Hi,
I am trying to train with an NER model using en_core_web_trf base model and getting this error!
(venv) C:\Users\Asli>python -m prodigy train "C:\Users\Asli\....\NER_modelv0.5\en_core_web_trf_1" --base-model en_core_web_trf --ner corpus_training_emob_data_v0.5_bat0_correct,corpus_training_emob_data_v0.5_bat1_correct --gpu-id 0
ℹ Using GPU: 0
========================= Generating Prodigy config =========================
ℹ Auto-generating config with spaCy
ℹ Using config from base model
✔ Generated training config
=========================== Initializing pipeline ===========================
[2021-09-07 13:33:45,991] [INFO] Set up nlp object from config
Components: ner
Merging training and evaluation data for 1 components
- [ner] Training: 1458 | Evaluation: 364 (20% split)
Training: 743 | Evaluation: 316
Labels: ner (3)
[2021-09-07 13:33:46,282] [INFO] Pipeline: ['transformer', 'tagger', 'parser', 'attribute_ruler', 'lemmatizer', 'ner']
[2021-09-07 13:33:46,283] [INFO] Resuming training for: ['ner', 'transformer']

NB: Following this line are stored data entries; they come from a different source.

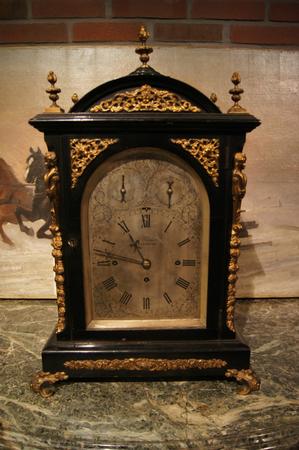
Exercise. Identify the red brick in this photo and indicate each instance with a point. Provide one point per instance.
(37, 32)
(284, 11)
(188, 32)
(164, 9)
(271, 35)
(68, 8)
(228, 9)
(105, 31)
(13, 9)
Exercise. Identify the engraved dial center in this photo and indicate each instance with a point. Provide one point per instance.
(145, 243)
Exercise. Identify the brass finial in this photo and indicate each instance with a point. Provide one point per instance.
(143, 51)
(236, 92)
(53, 94)
(213, 97)
(75, 98)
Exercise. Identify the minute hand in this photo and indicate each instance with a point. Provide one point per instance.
(119, 257)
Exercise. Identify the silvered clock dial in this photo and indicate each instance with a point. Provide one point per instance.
(145, 227)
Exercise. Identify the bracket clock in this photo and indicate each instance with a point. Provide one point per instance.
(145, 175)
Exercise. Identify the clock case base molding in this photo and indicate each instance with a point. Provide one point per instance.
(144, 360)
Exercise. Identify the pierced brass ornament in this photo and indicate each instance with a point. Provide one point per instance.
(145, 98)
(52, 184)
(239, 182)
(236, 92)
(84, 151)
(53, 92)
(41, 381)
(247, 376)
(143, 51)
(206, 151)
(151, 364)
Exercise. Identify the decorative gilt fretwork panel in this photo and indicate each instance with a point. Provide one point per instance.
(239, 181)
(145, 98)
(83, 151)
(151, 364)
(52, 183)
(206, 151)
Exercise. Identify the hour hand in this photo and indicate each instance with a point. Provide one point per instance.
(145, 263)
(119, 257)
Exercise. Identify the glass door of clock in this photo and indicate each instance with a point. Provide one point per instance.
(145, 242)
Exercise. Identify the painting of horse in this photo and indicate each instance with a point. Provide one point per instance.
(40, 208)
(24, 200)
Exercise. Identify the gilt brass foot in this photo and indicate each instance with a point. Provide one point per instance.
(41, 381)
(247, 376)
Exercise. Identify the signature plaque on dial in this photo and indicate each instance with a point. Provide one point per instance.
(145, 225)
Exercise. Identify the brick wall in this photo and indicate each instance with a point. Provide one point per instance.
(225, 22)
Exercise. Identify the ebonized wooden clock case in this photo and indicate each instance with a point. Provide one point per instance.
(132, 157)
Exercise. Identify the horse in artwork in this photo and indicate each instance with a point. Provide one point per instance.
(40, 207)
(12, 194)
(19, 200)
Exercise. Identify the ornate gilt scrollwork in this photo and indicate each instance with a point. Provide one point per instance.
(247, 376)
(52, 183)
(41, 381)
(239, 181)
(83, 151)
(206, 151)
(151, 364)
(145, 98)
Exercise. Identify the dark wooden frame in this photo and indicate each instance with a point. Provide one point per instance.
(154, 129)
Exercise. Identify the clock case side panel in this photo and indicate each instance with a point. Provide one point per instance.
(56, 146)
(150, 140)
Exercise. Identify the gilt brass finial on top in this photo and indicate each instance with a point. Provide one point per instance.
(143, 51)
(75, 98)
(53, 92)
(236, 92)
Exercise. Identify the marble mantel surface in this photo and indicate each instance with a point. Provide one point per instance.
(161, 415)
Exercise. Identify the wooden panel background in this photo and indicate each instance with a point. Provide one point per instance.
(270, 253)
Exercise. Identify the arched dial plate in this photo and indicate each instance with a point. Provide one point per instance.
(145, 233)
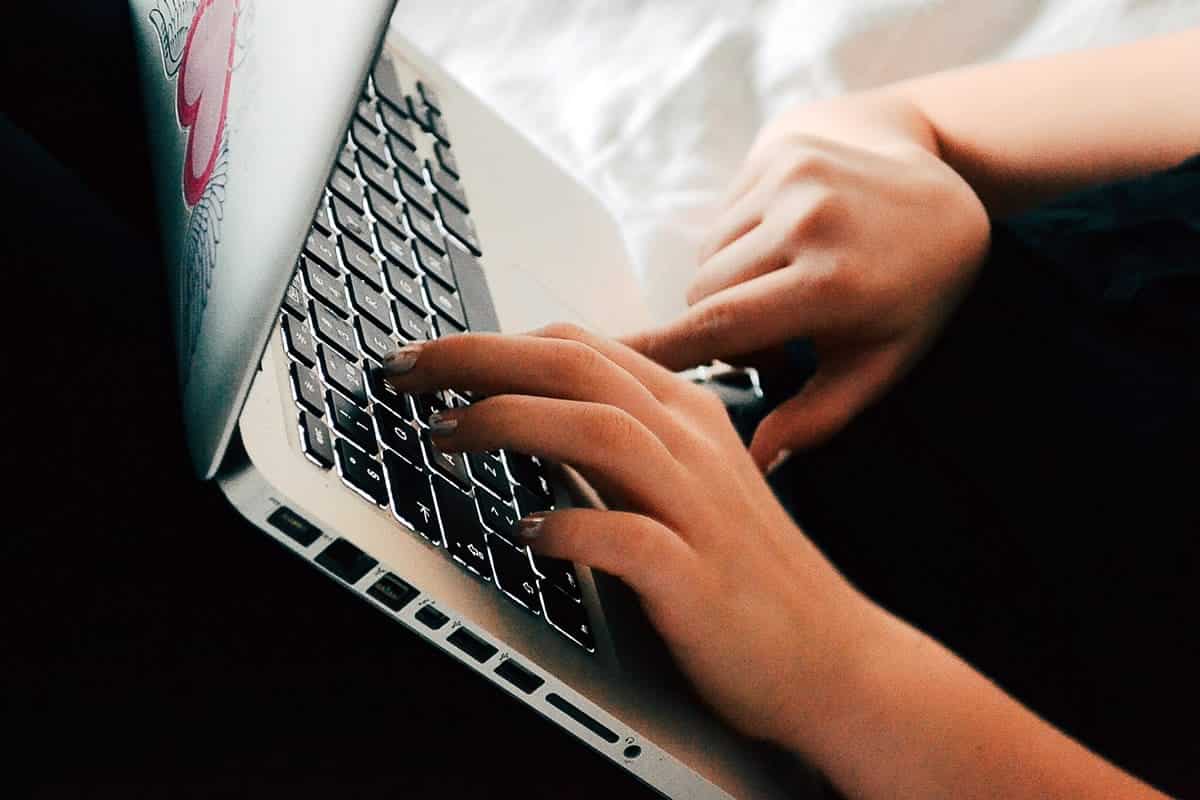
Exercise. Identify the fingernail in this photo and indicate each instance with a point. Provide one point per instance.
(442, 423)
(778, 461)
(529, 528)
(400, 361)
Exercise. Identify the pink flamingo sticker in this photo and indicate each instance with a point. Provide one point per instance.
(203, 90)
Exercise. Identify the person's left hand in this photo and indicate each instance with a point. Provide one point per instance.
(754, 614)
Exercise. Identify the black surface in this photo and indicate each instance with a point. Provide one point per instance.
(155, 645)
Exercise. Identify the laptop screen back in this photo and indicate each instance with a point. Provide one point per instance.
(246, 104)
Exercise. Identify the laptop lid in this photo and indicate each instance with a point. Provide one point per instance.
(246, 104)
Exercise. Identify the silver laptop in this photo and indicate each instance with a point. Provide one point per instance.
(327, 192)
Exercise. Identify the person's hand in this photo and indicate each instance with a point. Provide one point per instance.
(754, 614)
(862, 245)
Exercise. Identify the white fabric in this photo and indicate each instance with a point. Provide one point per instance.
(653, 103)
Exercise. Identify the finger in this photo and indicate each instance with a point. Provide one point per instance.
(658, 380)
(610, 447)
(755, 253)
(493, 364)
(825, 405)
(643, 552)
(773, 308)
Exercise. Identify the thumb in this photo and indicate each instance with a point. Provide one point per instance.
(831, 400)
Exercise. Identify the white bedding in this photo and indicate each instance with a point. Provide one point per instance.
(653, 102)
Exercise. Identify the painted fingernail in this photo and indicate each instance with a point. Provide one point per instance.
(529, 528)
(441, 423)
(778, 461)
(400, 361)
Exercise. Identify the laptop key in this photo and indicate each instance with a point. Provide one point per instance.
(323, 250)
(407, 288)
(399, 435)
(463, 534)
(334, 331)
(413, 326)
(489, 471)
(514, 576)
(309, 390)
(361, 263)
(569, 617)
(371, 302)
(352, 422)
(459, 223)
(346, 376)
(299, 342)
(361, 471)
(424, 227)
(376, 341)
(411, 497)
(435, 264)
(325, 286)
(316, 440)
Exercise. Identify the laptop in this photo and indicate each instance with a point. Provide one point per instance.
(328, 193)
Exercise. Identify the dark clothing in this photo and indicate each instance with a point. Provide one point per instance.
(1029, 493)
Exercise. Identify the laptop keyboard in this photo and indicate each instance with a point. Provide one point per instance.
(378, 270)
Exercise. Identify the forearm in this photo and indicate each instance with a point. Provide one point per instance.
(1024, 132)
(911, 720)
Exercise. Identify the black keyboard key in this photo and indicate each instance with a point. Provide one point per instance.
(294, 300)
(394, 593)
(406, 157)
(334, 331)
(387, 212)
(407, 288)
(371, 302)
(448, 304)
(498, 517)
(424, 227)
(345, 376)
(325, 286)
(369, 142)
(569, 617)
(383, 392)
(460, 224)
(317, 443)
(514, 576)
(347, 187)
(489, 470)
(453, 465)
(323, 250)
(400, 435)
(377, 176)
(346, 560)
(299, 341)
(353, 223)
(309, 389)
(413, 326)
(399, 126)
(559, 573)
(352, 422)
(387, 83)
(463, 534)
(447, 158)
(411, 497)
(361, 471)
(397, 250)
(376, 341)
(361, 263)
(430, 96)
(435, 264)
(415, 192)
(449, 187)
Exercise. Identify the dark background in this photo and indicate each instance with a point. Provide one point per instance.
(151, 642)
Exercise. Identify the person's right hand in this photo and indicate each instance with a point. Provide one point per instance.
(863, 245)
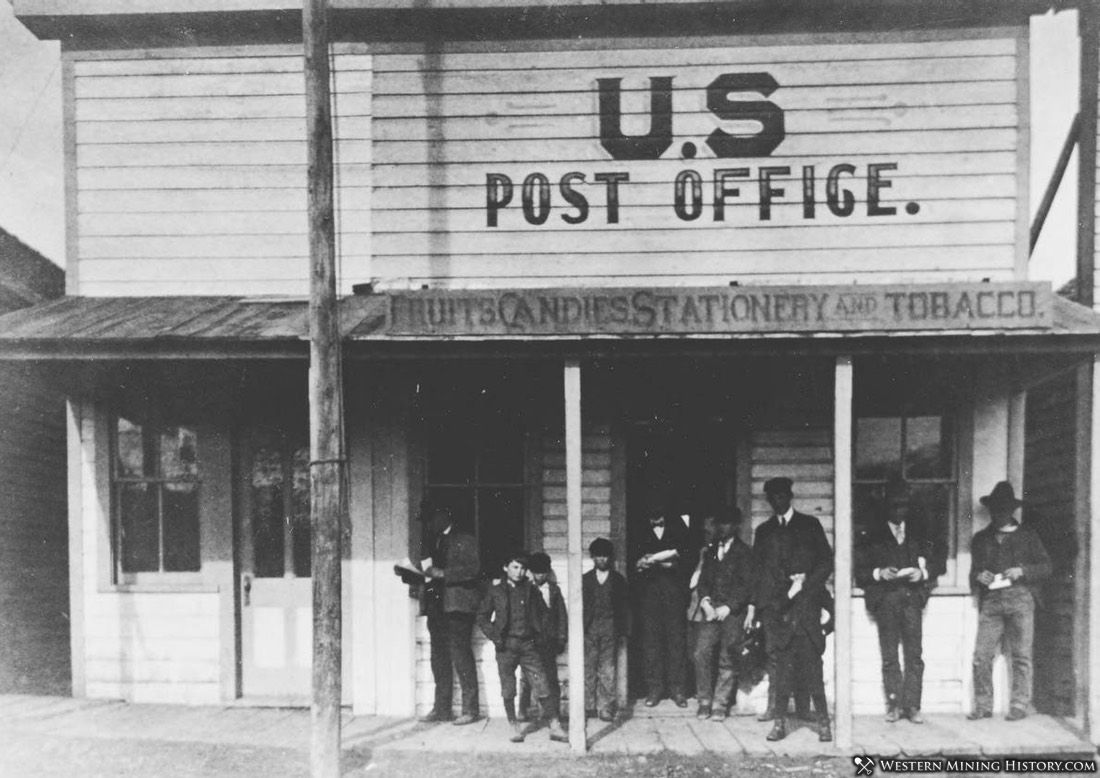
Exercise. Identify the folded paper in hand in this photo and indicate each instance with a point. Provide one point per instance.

[2021-09-07 13:33:46,290] [INFO] Created vocabulary
[2021-09-07 13:33:46,292] [INFO] Finished initializing nlp object
[2021-09-07 13:33:46,292] [INFO] Initialized pipeline components: []
✔ Initialized pipeline
============================= Training pipeline =============================
Components: ner
Merging training and evaluation data for 1 components
- [ner] Training: 1458 | Evaluation: 364 (20% split)

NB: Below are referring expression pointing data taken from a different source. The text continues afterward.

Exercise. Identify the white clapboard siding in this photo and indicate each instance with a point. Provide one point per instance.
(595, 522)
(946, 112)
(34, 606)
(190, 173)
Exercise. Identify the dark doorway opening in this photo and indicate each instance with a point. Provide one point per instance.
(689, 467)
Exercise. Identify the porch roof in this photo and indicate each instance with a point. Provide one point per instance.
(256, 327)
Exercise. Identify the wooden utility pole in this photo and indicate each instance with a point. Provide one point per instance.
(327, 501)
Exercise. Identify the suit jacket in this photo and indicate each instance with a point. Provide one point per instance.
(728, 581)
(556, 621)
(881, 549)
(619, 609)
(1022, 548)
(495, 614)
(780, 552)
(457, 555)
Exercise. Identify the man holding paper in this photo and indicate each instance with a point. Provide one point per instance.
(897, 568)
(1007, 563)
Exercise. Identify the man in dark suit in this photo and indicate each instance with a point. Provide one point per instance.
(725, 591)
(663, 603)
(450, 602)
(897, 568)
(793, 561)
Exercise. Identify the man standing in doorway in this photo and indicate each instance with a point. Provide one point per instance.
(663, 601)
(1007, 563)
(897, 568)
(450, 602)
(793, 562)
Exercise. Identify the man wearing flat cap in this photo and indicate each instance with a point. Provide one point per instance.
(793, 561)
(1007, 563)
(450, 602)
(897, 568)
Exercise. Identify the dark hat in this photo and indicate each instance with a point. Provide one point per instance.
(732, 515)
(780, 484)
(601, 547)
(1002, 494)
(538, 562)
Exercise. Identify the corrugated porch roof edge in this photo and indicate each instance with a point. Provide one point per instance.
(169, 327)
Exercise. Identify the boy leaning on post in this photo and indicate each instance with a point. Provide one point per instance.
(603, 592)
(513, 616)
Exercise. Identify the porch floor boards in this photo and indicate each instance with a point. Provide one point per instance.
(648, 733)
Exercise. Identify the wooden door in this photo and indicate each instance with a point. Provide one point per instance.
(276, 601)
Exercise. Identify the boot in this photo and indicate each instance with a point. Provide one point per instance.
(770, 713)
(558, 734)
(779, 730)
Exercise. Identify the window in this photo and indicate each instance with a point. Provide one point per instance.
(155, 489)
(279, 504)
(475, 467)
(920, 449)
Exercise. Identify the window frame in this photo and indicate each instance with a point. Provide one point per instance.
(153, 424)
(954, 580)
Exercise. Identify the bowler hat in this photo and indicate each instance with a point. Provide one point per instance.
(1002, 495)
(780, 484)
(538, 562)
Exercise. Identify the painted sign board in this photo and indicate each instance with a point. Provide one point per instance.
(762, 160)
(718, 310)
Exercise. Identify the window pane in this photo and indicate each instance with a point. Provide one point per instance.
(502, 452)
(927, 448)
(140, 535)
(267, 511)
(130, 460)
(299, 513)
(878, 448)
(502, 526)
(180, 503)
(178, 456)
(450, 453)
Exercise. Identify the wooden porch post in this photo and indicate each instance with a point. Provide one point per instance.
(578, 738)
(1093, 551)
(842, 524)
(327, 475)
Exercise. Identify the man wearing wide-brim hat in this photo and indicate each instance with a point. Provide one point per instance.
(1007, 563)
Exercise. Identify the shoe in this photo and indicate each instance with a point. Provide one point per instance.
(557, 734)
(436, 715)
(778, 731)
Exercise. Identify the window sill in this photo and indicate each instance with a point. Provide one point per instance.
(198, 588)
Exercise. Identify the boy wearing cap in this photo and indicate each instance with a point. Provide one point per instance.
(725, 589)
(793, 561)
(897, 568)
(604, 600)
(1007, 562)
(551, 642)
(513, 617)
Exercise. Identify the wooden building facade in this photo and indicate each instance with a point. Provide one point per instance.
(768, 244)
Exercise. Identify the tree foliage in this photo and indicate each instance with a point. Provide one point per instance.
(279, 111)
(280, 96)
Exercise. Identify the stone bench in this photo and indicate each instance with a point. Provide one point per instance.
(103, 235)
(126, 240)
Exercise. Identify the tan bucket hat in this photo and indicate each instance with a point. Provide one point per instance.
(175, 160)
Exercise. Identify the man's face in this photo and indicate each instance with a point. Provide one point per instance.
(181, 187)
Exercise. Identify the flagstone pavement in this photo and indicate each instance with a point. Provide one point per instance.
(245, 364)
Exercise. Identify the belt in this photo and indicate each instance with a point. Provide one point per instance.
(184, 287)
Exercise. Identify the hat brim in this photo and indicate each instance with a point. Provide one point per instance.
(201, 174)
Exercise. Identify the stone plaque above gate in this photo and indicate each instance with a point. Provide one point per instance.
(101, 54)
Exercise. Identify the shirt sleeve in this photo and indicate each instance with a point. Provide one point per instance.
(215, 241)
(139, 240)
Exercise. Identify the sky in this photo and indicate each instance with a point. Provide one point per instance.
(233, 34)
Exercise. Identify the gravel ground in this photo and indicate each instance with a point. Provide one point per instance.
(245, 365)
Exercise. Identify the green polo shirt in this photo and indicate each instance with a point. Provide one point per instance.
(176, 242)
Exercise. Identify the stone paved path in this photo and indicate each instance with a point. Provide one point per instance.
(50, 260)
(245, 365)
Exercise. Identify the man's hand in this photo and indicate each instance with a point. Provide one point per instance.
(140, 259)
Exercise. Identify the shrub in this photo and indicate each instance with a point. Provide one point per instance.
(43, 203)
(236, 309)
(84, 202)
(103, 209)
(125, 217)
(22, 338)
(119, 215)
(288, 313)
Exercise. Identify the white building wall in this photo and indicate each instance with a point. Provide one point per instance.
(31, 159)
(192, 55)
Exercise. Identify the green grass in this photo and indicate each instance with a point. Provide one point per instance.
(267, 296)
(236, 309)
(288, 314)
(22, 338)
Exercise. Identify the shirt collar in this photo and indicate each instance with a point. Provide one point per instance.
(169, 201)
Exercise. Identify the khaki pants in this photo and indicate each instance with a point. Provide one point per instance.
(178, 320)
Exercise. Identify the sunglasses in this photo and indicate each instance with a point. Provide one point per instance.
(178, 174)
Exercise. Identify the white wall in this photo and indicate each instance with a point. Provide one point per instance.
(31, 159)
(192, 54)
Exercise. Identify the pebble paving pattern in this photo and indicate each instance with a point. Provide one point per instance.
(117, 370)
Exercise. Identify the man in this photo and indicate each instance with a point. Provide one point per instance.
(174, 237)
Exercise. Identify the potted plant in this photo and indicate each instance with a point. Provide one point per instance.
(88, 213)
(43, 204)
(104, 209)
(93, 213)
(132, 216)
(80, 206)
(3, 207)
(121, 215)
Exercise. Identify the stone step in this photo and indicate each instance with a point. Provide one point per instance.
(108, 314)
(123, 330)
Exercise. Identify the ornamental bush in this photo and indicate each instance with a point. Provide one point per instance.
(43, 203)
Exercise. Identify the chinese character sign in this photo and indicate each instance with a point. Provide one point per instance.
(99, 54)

Training: 743 | Evaluation: 316
Labels: ner (3)
ℹ Pipeline: ['transformer', 'tagger', 'parser', 'attribute_ruler', 'lemmatizer',
'ner']
ℹ Frozen components: ['tagger', 'parser', 'attribute_ruler', 'lemmatizer']
ℹ Initial learn rate: 0.0
E # LOSS TRANS... LOSS NER ENTS_F ENTS_P ENTS_R SCORE
--- ------ ------------- -------- ------ ------ ------ ------
⚠ Aborting and saving the final best model. Encountered exception:
OutOfMemoryError('Out of memory allocating 5,047,296 bytes (allocated so far:
1,512,513,536 bytes).')
Traceback (most recent call last):
File "C:\Users\Asli\anaconda3\lib\runpy.py", line 194, in _run_module_as_main
return _run_code(code, main_globals, None,
File "C:\Users\Asli\anaconda3\lib\runpy.py", line 87, in _run_code
exec(code, run_globals)
File "C:\Users\Asli\anaconda3\lib\site-packages\prodigy\__main__.py", line 61, in <module>
controller = recipe(*args, use_plac=True)
File "cython_src\prodigy\core.pyx", line 325, in prodigy.core.recipe.recipe_decorator.recipe_proxy
File "C:\Users\Asli\anaconda3\lib\site-packages\plac_core.py", line 367, in call
cmd, result = parser.consume(arglist)
File "C:\Users\Asli\anaconda3\lib\site-packages\plac_core.py", line 232, in consume
return cmd, self.func(*(args + varargs + extraopts), **kwargs)
File "C:\Users\Asli\anaconda3\lib\site-packages\prodigy\recipes\train.py", line 277, in train
return _train(
File "C:\Users\Asli\anaconda3\lib\site-packages\prodigy\recipes\train.py", line 197, in _train
spacy_train(nlp, output_path, use_gpu=gpu_id, stdout=stdout)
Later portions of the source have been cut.